Metrics Monitoring and Alerting system
Design a scalable metrics monitoring to collection system metrics as well as custom metrics as needed by the business.
Following are few example of system metrics
- CPU load
- Memory usage
- Disk consumptions
- Request per seconds of RPC service
- RPC service latency
Following are few examples of custom metrics
- Count number of users as per locale
- End to end latency of message delivery in chat message, starting form user posted message and the time it was delivered to the recipients.
System should also generate alerts based on metrics. Following are few examples.
- Generate alert if RPC error rate is greater than threshold value.
- Generate alert if CPU usage of a server exceed the threshold value.
- Generate alert if a custom metrics to count login retry exceeds the limit.
These alerts should be send to emails, or text message to phone or PageDuety or make Webhooks http calls.
Note: In this design we are focusing alerting based on data captured by monitoring system. Alerting should not be based on server or access logs.
High level system design
On high level we need following components.
- Data collection: Collect metrics data from different sources.
- Data transmission: Transfer data from sources to the metrics monitoring system.
- Data storage: Organize and store metrics timeseries data.
- Query Service: Query the metrics data
- Visualization: Visualize realtime and historical metrics data in various graphs and charts.
- Alerting: Run rules on the data and generate alert and send notifications to various communication channel.
Data collection and transmitting to monitoring system
- App will be modified to emit metrics data.
- A metric agent will be installed on each servers which will be listening these metrics data.
- Agent will maintain the local buffer and when buffer is full then use UDP protocol to publish these metrics data in batch to the Monitoring system.
- UDP protocol is preferred here compare to TCP for low latency and risk of loosing data is ok.
Data model for storage
Metric data is emitted by source on a given timestamp which makes it a timeseries data.
We have following categories of data
- Server metadata: This includes server_user, job_name, machine_name, process_id etc.
- Metric metadata: This includes metric_name and any other custom tags for example client_type, language etc.
- Metric value: This represent the timeseries value of the metrics.
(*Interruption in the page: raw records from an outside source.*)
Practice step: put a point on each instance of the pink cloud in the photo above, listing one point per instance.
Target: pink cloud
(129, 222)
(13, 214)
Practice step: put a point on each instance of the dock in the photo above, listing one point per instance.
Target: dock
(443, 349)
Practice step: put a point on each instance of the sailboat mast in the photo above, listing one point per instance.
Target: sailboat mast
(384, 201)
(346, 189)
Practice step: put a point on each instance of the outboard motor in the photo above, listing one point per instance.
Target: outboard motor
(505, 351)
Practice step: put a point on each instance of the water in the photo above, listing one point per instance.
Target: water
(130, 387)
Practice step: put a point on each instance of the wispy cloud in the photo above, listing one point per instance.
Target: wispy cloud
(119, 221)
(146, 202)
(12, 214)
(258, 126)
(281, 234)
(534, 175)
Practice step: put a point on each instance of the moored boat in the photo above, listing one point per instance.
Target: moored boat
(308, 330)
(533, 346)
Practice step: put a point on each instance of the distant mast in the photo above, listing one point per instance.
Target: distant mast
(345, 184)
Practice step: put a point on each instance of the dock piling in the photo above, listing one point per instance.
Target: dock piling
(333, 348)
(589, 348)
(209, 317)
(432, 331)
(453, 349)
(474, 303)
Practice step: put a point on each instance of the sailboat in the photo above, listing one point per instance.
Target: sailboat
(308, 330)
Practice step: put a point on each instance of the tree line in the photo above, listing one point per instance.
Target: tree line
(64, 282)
It could be cumulative or non cumulative.
Every metric will be stored in it’s own table. Each row represents the stream of data for the given combination of server metadata and metric tags
Following is schema with example to understand the data model for metric /search/counter
.
ServerUser JobName MachineName ProcessId ClientType Language /search/counter
xxxx yyyy zzzz 1 Web EN t1:xx,t2:xxx,t3:xx
xxxx yyyy zzzz 1 iOS EN t1:xx,t2:xxx,t3:xx
xxxx yyyy zzzz 1 Android EN t1:xx,t2:xxx,t3:xx
Since values are emitted on certain interval by the application therefore it simply become streams of data emitted at different timestamp.
Following is example represent the streams of data for /search/counter
.
- Each row represent the stream of data collected at timestamps with values.
- In this example values are incrementing (but could be not if data is different).
Types of stream data
Value of stream data can be of following types
- boolean
- int64
- double
- string
- tuple
- distribution
These can be categorized as below
- Non cumulative:
String
orBoolean
are always non cumulative. A number can be non cumulative as well if it doesn’t represent value over time. For example RPC latency. - Cumulative: A metric whose value never decreases during the lifetime of a process. It only reset when the server restarts. For example a metric to count the number of times a function throws error then it will never decrease in the lifetime of process.
Distribution data type
Distribution
data type is unique for metric system.- It includes a histogram that partitions a set of double values into subsets called buckets.
- Each bucket keeps summarized values using overall statics such as sum, mean, count, standard deviation etc.
- It can also contains optional one-per-bucket exemplar for debugging purpose.
Following is example to show the difference between cumulative and non cumulative for Distribution data type.
Streams:(00:01,0.3)(00.01,0.5)(00.01,1.8)(00:02,0.3)(00:02,0.5)(00:02,2.7)
Non Cumulative distributions:
Bucket T0 T0+1m T0+2m
[0,1) 0 2 2
[1,2) 0 1 0
[2,4) 0 0 1
Cumulative distributions:
Bucket T0 T0+1m T0+2m
[0,1) 0 2 4
[1,2) 0 1 1
[2,4) 0 0 1
Data storage system
Metric data is both schema typed as well as time series data. Since alerting system is going to rely on metrics storage therefore it must be fast and reliable.
Therefore better choice would be to use in-memory to store the data instead of writing on disk. We will also write on disk for recovery purpose.
Since it’s ok to loose few data therefore no need to wait for acknowledge while writing into recovery logs.
Intra zone setup
A highly scalable systems are installed on multiple zones to support the users across the geo location as well as better throughput and relibility purpose.
Metric system should also follow same. It should be deployed as one unit local to each zone. Local zone unit should be taking care of storing all the metric data. This greatly reduces ingestion fanout.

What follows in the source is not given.